Talking about the toxic environment that he confronted and why he associated with the late actor Sushant Singh Rajput, Shorey reveals, “I didn’t want to be vocal about my experiences but when I see people trying to shut down Kangana (Ranaut) and others who are speaking up, I feel that’s unfair. So, I spoke about what I faced. I was called an alcoholic and abuser and no one cross checked the facts. One couldn’t do anything as one was helpless as a nobody. I suffered for years due to those lies with no respite and no way to get justice.” He provides, “Today, the worst has happened (with Sushant) due to the toxic environment in this business. If we won’t speak up now, then when? Powerful people abuse power and there is no respite for the smaller fish. Talking will put some fear in the people who have power and no accountability. What helped me is that I didn’t let the negative emotion consume me, and instead I focused on honing my skills with acting classes.”

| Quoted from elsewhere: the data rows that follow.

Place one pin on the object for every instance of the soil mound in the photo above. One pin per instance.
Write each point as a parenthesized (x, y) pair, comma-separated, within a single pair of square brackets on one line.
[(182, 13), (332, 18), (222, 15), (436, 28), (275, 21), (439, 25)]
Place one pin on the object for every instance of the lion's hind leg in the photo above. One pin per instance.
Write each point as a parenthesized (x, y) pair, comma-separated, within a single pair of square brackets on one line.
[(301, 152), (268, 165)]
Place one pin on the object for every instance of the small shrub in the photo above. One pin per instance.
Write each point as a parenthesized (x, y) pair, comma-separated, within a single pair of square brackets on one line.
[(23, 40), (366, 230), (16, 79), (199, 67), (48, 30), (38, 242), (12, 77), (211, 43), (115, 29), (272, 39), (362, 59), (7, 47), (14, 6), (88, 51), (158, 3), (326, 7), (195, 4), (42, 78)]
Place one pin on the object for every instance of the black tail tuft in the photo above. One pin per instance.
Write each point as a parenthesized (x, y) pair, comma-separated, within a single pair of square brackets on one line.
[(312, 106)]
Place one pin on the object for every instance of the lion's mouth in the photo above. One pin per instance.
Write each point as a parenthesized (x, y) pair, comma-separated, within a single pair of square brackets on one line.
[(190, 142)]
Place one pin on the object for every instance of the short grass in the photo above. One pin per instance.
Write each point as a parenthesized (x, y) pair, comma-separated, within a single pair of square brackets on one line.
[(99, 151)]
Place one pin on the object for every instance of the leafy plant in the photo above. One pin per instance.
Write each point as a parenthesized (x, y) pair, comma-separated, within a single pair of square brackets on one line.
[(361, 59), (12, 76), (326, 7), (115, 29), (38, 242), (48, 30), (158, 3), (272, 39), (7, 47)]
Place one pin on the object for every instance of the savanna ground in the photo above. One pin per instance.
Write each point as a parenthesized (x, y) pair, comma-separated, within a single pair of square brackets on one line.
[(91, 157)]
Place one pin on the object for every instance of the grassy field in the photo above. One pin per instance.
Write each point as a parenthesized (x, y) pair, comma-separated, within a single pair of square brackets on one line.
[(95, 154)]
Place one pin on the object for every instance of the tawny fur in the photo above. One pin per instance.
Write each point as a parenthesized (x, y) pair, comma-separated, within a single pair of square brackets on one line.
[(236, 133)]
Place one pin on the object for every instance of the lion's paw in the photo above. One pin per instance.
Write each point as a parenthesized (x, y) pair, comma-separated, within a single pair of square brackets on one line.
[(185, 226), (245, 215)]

Ask him what he thinks occurred with Sushant and Shorey says, “You can’t blame someone for someone’s death directly. Obviously, Sushant took this unfortunate step himself but we can talk about the environment that was created for him and for many others. It stinks of abuse of power and farcisit system and we must talk about that. A lot of time and energy is being wasted on who is saying what, instead we should focus on the relevant points being raised against a system. Whenever there is an extreme amount of injustice in a system, there will be incidents like the one with Sushant.”
Debates about nepotism, favouritism, insider-outsider have been happening time and once more in the trade which Shorey feels received’t assist. “Twitter hashtags won’t change things. The problem stems from a bunch of people having control over the distribution and exhibition system as well as media space. What will bring about some change is streaming platforms. It will bring democratisation of content consumption. The next six months will be some form of equaliser in the industry without the box office. Once the theatres open, we will be back to square one,” he says.